Cowsham wrote: But some saddles have a rounded top all the way back and therefore the only thing you can control is how much sit bone spreading is going on but by the time your far enough back on the saddle to be comfortable the rest of the saddle is rubbing on your inner thighs. The saddle needs to have somewhere flat enough that your sit bones can sit on top thus lifting the delicate bits up enough to prevent excess pressure on them without another rounded bit or padded bit pushing up towards them. ie it may seem counter intuitive but heavily padded saddle can make things worse.
What you are describing sounds to me like the sort of very wide - and indeed usually heavily padded - saddle typically supplied with utility bikes and the like.
If it's the same specification as currently listed by Halfords, the OP's Carrera Vanquish has a fairly typical narrow road bike saddle which is relatively flat at the back:
Sliding forwards or backwards on that saddle probably does not have the same effect of gradually increasing or reducing the pressure on the perineum/genitalia that doing so does on a traditional saddle with a rounded top like the San Marco Rolls or the Brooks Team Pro for example.

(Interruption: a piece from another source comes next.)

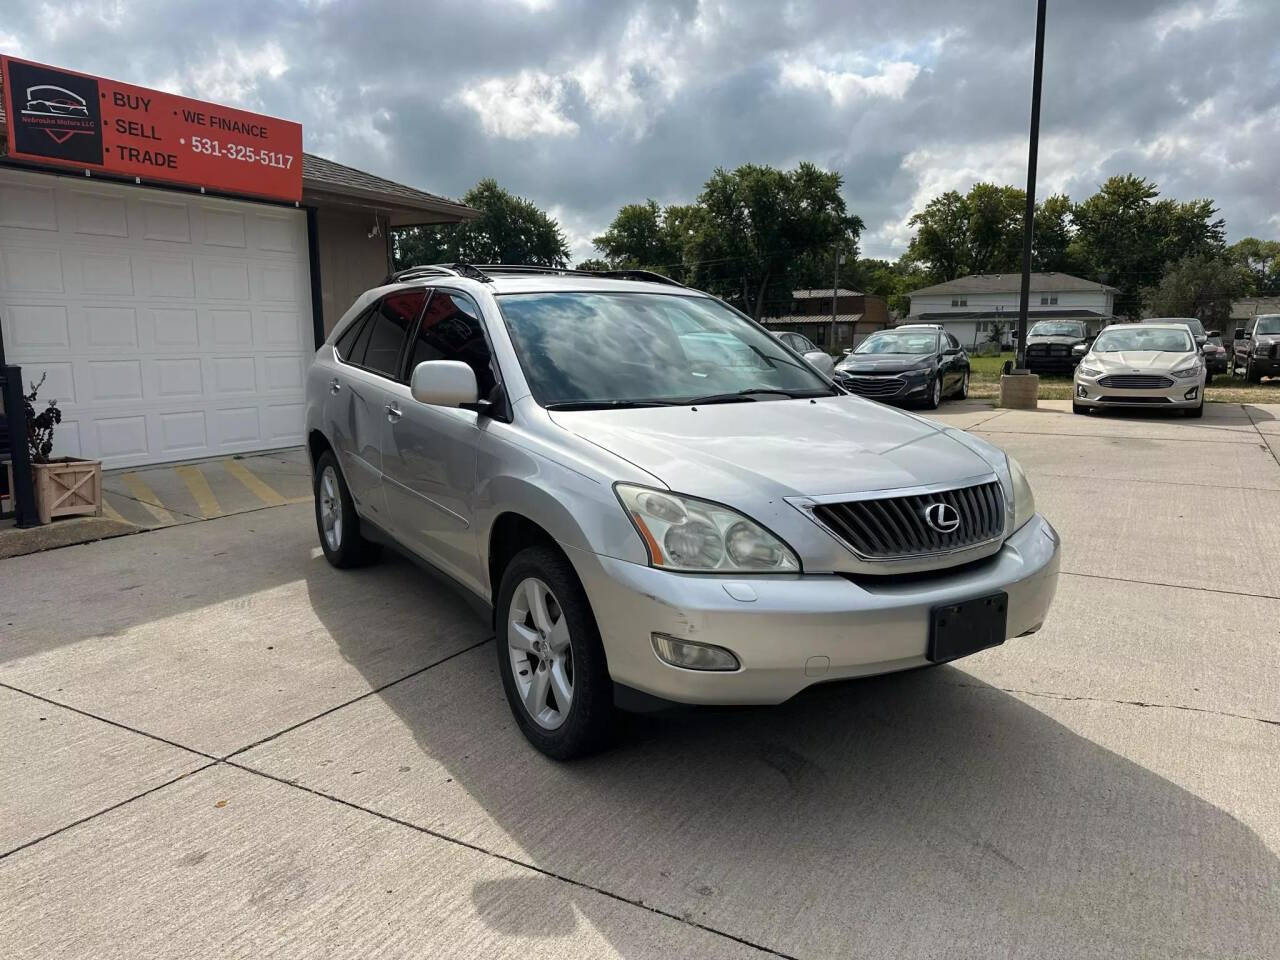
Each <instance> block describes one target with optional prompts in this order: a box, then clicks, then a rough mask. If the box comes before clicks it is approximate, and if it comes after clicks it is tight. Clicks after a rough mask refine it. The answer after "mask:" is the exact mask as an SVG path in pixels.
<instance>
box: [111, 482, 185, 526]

I think there were, and may still be, a good few professional riders who stuck with more traditionally shaped saddles like the Rolls, Bradley Wiggins being one I think, even though the Rolls' design is over 30 years old.
Moreover, the fact that many Brooks leather saddle users find that the rivets at the back of the saddle damage their shorts or even cause discomfort, indicates that they are seated at the rear of the saddle at least some of the time. Those riders apparently have no problem with their thighs rubbing on the saddle, which again tends to show that there is a huge range of differences between all of us, and that assuming that a saddle that is good or bad for one person will likewise be good or bad for another is unlikely to be helpful.
Looking at the Steve Hogg article on the SMP saddles, not only do the saddles look rounded, they also have a dip in the middle (in addition to the large size of the cut outs): that dip must reduce pressure/weight on the perineum/genitalia (in addition to or in combination with the cut out).
He also mentions the San Marco Concor, another ~30 year old design, which is still popular with many riders, and which similarly has a rise at the back/dip in the middle.